DE
Mäckler Architekten | Architekturbüro Frankfurt am Main

BAUAUFGABEN DER MODERNEN GROSSSTADT. SCHRIFTEN VON MARTIN ELSAESSER

Working primarily in Frankfurt am Main during the 1920s, Martin Elsaesser was one of the architects who defined the modern city. His designs were contemporary answers to new issues. In the course of his career, he worked on all the important building tasks presented by a modern city. His most famous creation, Frankfurt’s wholesale market hall, is now used by the ECB. Less well known is the fact that Elsaesser was always reflecting on his work as an architect in a city and described his work in presentations and essays. These essays, brought together here for the first time, form a kaleidoscope of deliberations concerning the appropriate approach to many different building tasks in the city, from the time of the Empire to the early years of West Germany.

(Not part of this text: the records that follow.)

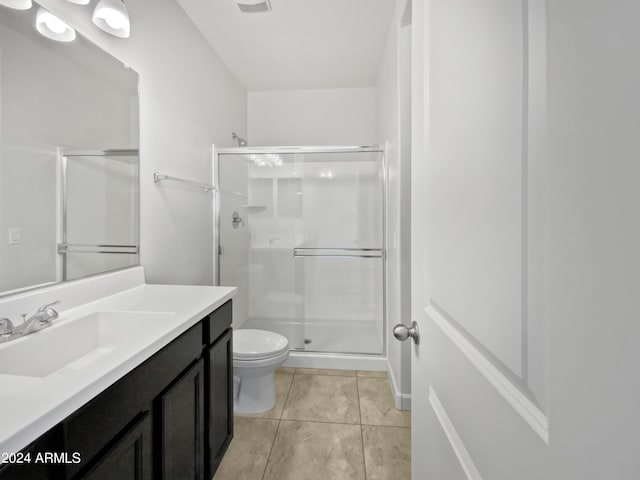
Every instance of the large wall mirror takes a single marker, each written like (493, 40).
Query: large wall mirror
(69, 160)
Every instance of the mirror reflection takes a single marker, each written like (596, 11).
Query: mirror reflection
(68, 158)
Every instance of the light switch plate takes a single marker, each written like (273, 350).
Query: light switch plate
(15, 236)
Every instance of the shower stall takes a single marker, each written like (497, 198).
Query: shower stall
(301, 233)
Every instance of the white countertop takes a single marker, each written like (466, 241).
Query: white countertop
(31, 405)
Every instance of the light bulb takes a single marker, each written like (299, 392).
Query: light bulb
(53, 23)
(112, 17)
(52, 27)
(17, 4)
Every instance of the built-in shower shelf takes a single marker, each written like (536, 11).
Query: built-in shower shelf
(254, 207)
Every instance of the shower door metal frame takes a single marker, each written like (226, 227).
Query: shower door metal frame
(62, 248)
(215, 174)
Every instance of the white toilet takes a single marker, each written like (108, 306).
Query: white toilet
(256, 355)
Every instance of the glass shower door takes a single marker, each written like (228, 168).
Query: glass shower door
(301, 235)
(99, 228)
(339, 265)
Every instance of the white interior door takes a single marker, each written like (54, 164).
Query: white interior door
(525, 235)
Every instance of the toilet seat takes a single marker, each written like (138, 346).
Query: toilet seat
(253, 345)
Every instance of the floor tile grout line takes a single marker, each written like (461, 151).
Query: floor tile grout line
(273, 442)
(359, 403)
(364, 458)
(364, 455)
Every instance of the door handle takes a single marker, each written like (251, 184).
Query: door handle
(402, 332)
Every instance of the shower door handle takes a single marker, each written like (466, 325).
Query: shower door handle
(402, 332)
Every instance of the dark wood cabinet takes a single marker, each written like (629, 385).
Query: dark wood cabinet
(130, 458)
(220, 368)
(170, 418)
(181, 425)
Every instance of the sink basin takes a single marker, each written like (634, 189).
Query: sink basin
(75, 343)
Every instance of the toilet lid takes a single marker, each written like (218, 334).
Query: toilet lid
(251, 344)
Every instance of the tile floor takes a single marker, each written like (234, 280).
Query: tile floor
(326, 425)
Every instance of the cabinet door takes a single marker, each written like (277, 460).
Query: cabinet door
(130, 458)
(181, 423)
(220, 424)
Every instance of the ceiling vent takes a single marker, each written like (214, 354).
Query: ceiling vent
(254, 6)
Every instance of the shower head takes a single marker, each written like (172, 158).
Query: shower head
(241, 141)
(254, 6)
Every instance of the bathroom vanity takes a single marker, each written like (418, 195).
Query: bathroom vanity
(155, 404)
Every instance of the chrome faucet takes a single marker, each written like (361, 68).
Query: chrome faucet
(38, 321)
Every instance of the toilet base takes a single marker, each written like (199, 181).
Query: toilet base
(255, 395)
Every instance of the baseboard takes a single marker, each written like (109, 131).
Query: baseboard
(402, 400)
(337, 361)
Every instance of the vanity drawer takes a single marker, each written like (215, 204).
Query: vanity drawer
(93, 427)
(217, 322)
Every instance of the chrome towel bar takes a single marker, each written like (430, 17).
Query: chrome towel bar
(97, 248)
(338, 252)
(157, 177)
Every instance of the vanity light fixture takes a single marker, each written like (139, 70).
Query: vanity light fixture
(112, 17)
(17, 4)
(52, 27)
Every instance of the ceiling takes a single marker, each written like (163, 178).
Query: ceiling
(300, 44)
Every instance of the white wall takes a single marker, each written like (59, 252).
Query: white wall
(393, 126)
(188, 100)
(339, 116)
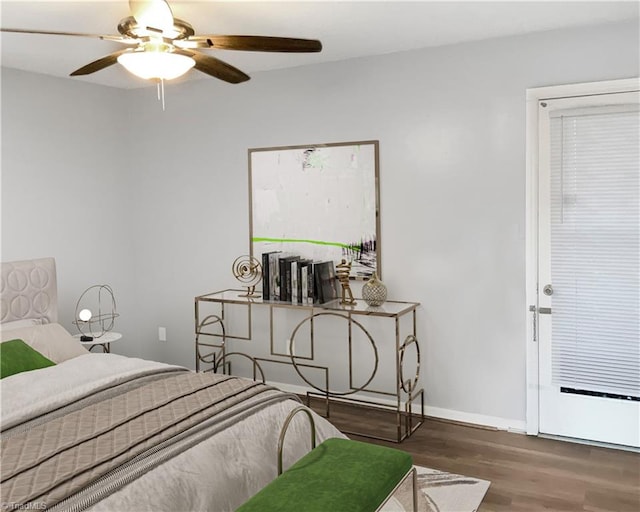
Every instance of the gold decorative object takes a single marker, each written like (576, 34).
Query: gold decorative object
(248, 271)
(374, 291)
(343, 270)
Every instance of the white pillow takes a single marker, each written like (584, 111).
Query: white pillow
(52, 340)
(17, 324)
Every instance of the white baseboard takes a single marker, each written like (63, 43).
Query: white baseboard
(482, 420)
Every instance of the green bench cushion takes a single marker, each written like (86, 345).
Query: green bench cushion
(339, 475)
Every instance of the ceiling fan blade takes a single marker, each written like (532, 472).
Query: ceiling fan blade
(216, 67)
(105, 37)
(99, 64)
(260, 43)
(155, 14)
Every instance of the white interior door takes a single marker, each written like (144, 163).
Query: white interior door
(589, 268)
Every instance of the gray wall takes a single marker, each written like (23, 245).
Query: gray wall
(64, 184)
(451, 126)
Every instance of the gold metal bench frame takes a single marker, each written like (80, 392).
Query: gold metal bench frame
(283, 432)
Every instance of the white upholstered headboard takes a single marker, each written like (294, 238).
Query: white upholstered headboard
(29, 290)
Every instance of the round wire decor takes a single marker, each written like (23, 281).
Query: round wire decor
(248, 271)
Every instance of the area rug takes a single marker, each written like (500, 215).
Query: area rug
(439, 492)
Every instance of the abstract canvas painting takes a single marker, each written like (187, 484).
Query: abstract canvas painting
(320, 202)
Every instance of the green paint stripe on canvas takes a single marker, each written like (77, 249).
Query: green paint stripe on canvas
(302, 241)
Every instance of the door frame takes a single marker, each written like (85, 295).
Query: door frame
(533, 96)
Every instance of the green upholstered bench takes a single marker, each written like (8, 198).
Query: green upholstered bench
(337, 475)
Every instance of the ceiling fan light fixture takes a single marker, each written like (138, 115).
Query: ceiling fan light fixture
(160, 65)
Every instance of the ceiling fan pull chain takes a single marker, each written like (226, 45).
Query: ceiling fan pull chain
(162, 89)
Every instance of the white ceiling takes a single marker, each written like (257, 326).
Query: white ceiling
(346, 29)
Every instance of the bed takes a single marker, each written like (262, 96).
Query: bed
(104, 432)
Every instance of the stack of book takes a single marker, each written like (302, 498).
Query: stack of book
(291, 278)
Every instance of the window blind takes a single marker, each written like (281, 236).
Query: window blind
(595, 249)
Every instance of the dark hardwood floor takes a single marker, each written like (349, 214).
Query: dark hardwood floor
(526, 473)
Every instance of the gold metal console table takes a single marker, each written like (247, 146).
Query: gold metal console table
(214, 354)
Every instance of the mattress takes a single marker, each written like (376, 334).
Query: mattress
(74, 438)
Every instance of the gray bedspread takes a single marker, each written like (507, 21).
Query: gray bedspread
(74, 455)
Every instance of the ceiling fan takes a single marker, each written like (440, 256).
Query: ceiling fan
(162, 47)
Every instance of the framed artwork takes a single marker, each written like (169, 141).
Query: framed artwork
(319, 201)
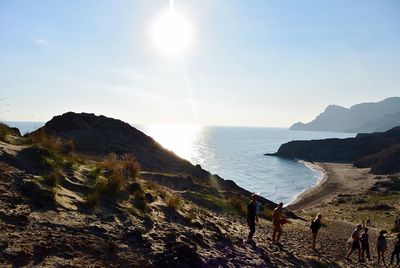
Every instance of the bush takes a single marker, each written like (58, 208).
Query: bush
(236, 201)
(4, 131)
(130, 165)
(93, 199)
(45, 141)
(174, 202)
(111, 163)
(52, 179)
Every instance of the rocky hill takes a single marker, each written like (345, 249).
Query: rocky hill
(364, 117)
(379, 151)
(62, 208)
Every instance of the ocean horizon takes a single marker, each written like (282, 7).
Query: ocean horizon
(237, 154)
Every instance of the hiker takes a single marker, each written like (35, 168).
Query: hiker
(315, 226)
(355, 242)
(396, 250)
(276, 222)
(369, 222)
(364, 239)
(252, 217)
(381, 246)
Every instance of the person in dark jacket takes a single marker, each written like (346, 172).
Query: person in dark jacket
(315, 226)
(252, 217)
(364, 239)
(396, 250)
(381, 246)
(355, 242)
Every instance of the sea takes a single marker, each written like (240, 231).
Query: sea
(237, 153)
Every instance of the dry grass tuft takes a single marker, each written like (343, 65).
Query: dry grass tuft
(237, 202)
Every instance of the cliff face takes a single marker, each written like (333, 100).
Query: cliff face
(376, 150)
(364, 117)
(100, 135)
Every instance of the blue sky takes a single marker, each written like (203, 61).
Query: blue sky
(254, 63)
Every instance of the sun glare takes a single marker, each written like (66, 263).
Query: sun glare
(172, 33)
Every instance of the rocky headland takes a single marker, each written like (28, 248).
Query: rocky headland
(125, 201)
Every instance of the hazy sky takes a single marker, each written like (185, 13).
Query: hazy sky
(256, 63)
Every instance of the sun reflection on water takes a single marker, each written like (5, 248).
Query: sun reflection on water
(183, 140)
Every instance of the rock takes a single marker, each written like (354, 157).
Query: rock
(41, 197)
(3, 245)
(18, 257)
(149, 197)
(197, 224)
(133, 237)
(178, 254)
(134, 187)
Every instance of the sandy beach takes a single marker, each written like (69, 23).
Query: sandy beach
(338, 179)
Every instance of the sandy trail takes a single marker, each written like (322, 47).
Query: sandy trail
(338, 179)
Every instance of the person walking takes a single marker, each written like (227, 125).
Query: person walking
(252, 217)
(315, 226)
(381, 246)
(355, 245)
(276, 222)
(364, 239)
(396, 250)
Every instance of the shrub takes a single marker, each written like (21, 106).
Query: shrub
(92, 200)
(52, 179)
(131, 166)
(236, 201)
(45, 141)
(111, 163)
(4, 131)
(93, 174)
(174, 202)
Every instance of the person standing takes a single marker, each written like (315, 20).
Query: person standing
(252, 217)
(364, 239)
(355, 245)
(396, 250)
(315, 226)
(276, 222)
(381, 246)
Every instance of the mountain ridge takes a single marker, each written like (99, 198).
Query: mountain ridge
(362, 117)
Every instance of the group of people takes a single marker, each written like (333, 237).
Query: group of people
(277, 222)
(358, 241)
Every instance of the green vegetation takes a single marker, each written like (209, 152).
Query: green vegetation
(4, 132)
(110, 177)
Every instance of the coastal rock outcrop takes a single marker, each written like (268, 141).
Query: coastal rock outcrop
(363, 117)
(376, 150)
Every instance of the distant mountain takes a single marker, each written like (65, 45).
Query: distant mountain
(365, 117)
(100, 135)
(380, 151)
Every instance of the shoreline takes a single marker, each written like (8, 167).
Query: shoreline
(338, 179)
(320, 179)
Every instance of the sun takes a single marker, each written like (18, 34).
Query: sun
(172, 33)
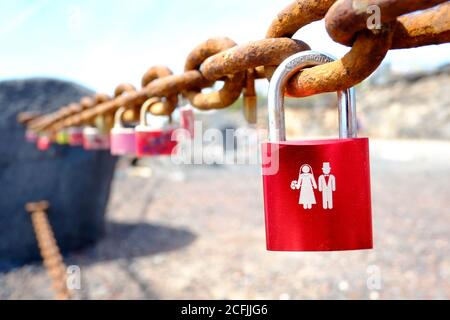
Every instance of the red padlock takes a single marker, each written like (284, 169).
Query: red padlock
(187, 121)
(43, 142)
(75, 136)
(31, 136)
(152, 141)
(316, 193)
(123, 139)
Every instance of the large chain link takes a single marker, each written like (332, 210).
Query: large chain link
(220, 59)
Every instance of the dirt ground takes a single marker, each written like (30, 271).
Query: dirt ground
(197, 232)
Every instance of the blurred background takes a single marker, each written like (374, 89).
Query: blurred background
(180, 232)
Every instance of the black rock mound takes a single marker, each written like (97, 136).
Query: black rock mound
(74, 181)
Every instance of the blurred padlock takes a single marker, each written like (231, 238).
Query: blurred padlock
(94, 139)
(98, 137)
(62, 137)
(316, 193)
(152, 141)
(75, 136)
(187, 120)
(43, 142)
(123, 140)
(31, 136)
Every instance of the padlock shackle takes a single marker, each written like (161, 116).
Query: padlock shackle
(118, 117)
(146, 108)
(290, 66)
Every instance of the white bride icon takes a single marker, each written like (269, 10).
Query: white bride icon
(307, 183)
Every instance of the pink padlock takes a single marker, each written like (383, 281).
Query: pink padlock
(31, 136)
(43, 142)
(187, 119)
(153, 141)
(123, 140)
(95, 139)
(75, 136)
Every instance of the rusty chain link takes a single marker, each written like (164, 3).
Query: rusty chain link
(346, 17)
(220, 59)
(48, 248)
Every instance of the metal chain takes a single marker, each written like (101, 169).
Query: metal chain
(221, 59)
(48, 248)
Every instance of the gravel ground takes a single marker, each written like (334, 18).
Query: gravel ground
(198, 232)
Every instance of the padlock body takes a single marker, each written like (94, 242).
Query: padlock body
(75, 136)
(123, 141)
(330, 209)
(62, 137)
(94, 139)
(154, 142)
(187, 120)
(43, 143)
(31, 136)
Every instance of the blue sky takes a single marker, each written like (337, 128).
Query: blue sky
(102, 43)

Elsaesser reveals himself to be not only a practical creator, but also a multi-faceted theorist with complex views on modern architecture. For him, architectural expression is just as important as constructional clarity, functionality just as important as beauty, artistic obstinacy just as important as social responsibility, respect for tradition just as important as unshakeable contemporariness. He once called this non-reductionistic concept “fertile polarity”, thus distinguishing himself from most of the avant-gardists of his time. His direct topicality is to be found in this rich concept and in his exemplary architectural and urban planning solutions – with introductory and explanatory notes.

NIGGLI 2013 / ISBN 978-3721208436, Thomas Elsaesser (ed.) et al.